Little Rock Nine Set to Music

November 10, 2017

The civil rights movement is the subject of an opera being composed by Professor Tania Leon.

From Donizetti to John Adams, opera composers have turned to historical events as the subjects of their work. Contemporary operas have focused on terrorism in The Death of Klinghoffer and nuclear weapons in Dr. Atomic.

Now, add to that, civil rights. Professor Tania Leon (GC, Music) was commissioned by the University of Central Arkansas to commemorate the 60th anniversary of the integration of Little Rock Central High School in 1957 - one of the first tests of the federal government's enforcement of the Supreme Court school desegregation decision in Brown v. Board of Education. The opera, Little Rock Nine, explores the stories of the nine students and their families whose mission to integrate Central High was a landmark in the history of civil rights.

Leon has said of the students that, "These nine lives could be ours."

She is collaborating on the work with Harvard Professor Henry Louis Gates, the historical advisor for the opera, who remembers vividly the impact that the news of Little Rock had on him as a second grader, and librettist Thulani Davis, who lived through desegregation efforts as she grew up in the South. She has used some of the Little Rock students' own words to tell the story.

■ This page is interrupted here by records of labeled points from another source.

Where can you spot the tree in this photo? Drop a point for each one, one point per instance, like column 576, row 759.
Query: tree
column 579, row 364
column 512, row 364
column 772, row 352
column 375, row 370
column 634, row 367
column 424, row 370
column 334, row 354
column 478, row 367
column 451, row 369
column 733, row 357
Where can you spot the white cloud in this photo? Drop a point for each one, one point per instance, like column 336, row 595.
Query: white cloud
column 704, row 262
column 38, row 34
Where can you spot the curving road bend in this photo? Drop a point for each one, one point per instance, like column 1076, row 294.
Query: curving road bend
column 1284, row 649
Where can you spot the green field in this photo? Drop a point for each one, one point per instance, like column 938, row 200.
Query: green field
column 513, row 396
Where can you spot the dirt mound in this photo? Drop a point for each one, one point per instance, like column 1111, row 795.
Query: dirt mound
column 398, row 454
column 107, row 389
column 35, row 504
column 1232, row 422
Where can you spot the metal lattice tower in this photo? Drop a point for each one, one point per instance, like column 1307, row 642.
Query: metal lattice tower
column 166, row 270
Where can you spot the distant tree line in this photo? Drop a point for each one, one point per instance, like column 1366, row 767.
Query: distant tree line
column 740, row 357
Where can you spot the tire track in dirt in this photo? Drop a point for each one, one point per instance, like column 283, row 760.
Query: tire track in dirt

The New York Times has called the opera, which weaves the history with the personal stories of the students, a "musical tapestry of jazz, gospel, and snippets of ragtime." Excerpts of the work, still in progress, were previewed at the University of Central Arkansas on the September anniversary of Little Rock Central High's integration. An article on The Arkansas Times website described how the music evoked the emotions of the students during that turbulent time: "Leon's score, to my ears, seemed wildly difficult in this scene, but also wholly appropriate as a soundtrack to the reeling, apprehensive mind-sets of four students about to launch themselves into an impossibly treacherous social situation - and about to etch their own names into the history books."

Minnijean Brown Trickey, one of the Little Rock Nine, attended the preview and said she cried as she heard her own words put to music and considered the larger implications of what she and her fellow students accomplished. "It's not about my story," Brown Trickey said. "It's about producing change."